Oculus is a great example of this type of MVP. The company started a crowdfunding campaign on Kickstarter, raised over $2.4million, and was bought by Facebook for $2 billion.
High-fidelity minimum viable products
High-fidelity MVPs:
- Test your value proposition
- Acquire early users to determine product demand
- Create marketing strategies for growth
High-fidelity MVPs should be deployed to users as soon as possible because they are typically close to the final product in terms of features and design.
The benefit of a high-fidelity MVP is that it allows for user feedback to be collected much earlier in the development process. You can then use this feedback to make informed decisions about the direction of your product.
Here are some common types of High-fidelity MVPs:
Concierge MVP
This is a manually-offered service to a small group of test users to get close-range feedback and use that to refine the product and identify areas for automation.
While this may not be suitable for every project and requires careful designing, it gives you the advantage of closely interacting with customers and gathering deeper insights.
Wizard of OZ MVP
This product appears to be fully functional but has certain parts that are manual. AngelList, for example, started with an MVP that involved manually doing email introductions between founders and investors.
Piecemeal MVP
This involves using a combination of third-party tools to create a new product experience.
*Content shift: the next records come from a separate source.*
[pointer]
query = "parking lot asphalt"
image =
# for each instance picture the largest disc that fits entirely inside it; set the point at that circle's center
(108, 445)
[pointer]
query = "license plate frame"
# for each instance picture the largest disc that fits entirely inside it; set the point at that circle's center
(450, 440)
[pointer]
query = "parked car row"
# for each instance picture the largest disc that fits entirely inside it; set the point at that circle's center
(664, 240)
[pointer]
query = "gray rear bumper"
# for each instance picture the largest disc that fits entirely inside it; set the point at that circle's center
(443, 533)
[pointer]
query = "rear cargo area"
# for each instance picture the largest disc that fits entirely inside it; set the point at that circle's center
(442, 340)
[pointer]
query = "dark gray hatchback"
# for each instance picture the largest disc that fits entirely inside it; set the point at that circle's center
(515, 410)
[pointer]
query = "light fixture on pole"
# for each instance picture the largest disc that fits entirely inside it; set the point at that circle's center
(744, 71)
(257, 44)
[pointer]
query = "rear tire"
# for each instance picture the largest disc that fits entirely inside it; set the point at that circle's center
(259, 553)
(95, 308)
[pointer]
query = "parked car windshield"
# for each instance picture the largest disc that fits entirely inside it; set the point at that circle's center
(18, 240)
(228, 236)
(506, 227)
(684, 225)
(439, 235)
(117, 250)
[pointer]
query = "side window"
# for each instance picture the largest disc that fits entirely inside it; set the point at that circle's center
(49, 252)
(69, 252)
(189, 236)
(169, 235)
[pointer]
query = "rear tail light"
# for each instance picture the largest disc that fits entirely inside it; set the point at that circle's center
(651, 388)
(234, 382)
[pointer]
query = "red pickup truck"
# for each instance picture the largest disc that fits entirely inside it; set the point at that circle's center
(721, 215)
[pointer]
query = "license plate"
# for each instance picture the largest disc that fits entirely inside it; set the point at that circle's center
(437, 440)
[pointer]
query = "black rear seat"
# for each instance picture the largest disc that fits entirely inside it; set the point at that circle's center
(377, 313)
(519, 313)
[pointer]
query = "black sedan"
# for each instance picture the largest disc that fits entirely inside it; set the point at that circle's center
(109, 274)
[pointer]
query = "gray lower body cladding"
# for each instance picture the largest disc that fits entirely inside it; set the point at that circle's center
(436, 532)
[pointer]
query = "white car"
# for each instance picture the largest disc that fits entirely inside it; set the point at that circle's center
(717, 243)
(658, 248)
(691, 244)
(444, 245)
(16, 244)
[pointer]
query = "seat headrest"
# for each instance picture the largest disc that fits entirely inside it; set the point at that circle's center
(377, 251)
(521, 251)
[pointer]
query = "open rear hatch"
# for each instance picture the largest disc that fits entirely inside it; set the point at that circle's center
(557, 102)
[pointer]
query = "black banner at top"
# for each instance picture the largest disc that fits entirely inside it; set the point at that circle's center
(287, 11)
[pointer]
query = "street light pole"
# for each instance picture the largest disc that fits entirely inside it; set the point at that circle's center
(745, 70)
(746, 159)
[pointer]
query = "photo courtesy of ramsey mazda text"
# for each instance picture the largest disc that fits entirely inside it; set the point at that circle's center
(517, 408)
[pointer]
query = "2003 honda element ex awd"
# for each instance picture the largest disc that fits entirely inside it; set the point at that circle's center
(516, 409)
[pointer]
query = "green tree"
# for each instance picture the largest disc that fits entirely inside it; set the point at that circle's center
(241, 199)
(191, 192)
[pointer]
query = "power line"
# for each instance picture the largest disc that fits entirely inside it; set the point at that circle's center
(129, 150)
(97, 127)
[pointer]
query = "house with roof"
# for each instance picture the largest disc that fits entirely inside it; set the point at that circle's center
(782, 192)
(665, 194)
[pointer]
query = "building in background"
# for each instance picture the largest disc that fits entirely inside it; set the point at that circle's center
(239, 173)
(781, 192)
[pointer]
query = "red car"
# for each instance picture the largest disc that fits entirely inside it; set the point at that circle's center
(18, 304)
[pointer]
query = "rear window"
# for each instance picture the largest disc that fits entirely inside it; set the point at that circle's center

Rather than developing your product from scratch, a piecemeal MVP leverages existing services such as chat, email marketing, or cloud storage tools to create a unified usable product that helps verify demand. Groupon is a classic example of this MVP.
Minimum Viable Product Examples
Amazon
Way back in 1994, Jeff Bezos built a basic MVP website where he listed books for sale. Whenever someone paid for a book, he would manually order it from the distributor and ship it to the person’s address. Hello, Wizard of OZ MVP. It’s been said that within a month, Bezos was hitting $20,000 in weekly sales.
Uber
In 2009, a company called UberCab wanted to offer people a way to order car service from their smartphones without having to pay cash. The founders created an MVP that allowed people to text their address and UberCab (the founders) would help them find the closest driver. Then UberCab would text the driver the pickup location. Over time, Uber built more advanced features and reported an average of 91 million users when it went public in 2019.
Dropbox
Dropbox used an explainer video MVP to show what its file-sharing software could do. Using this MVP, Dropbox validated its product viability, grew its beta waiting list from 5000 to 75000 people and leveraged feedback from a targeted community of early adopters.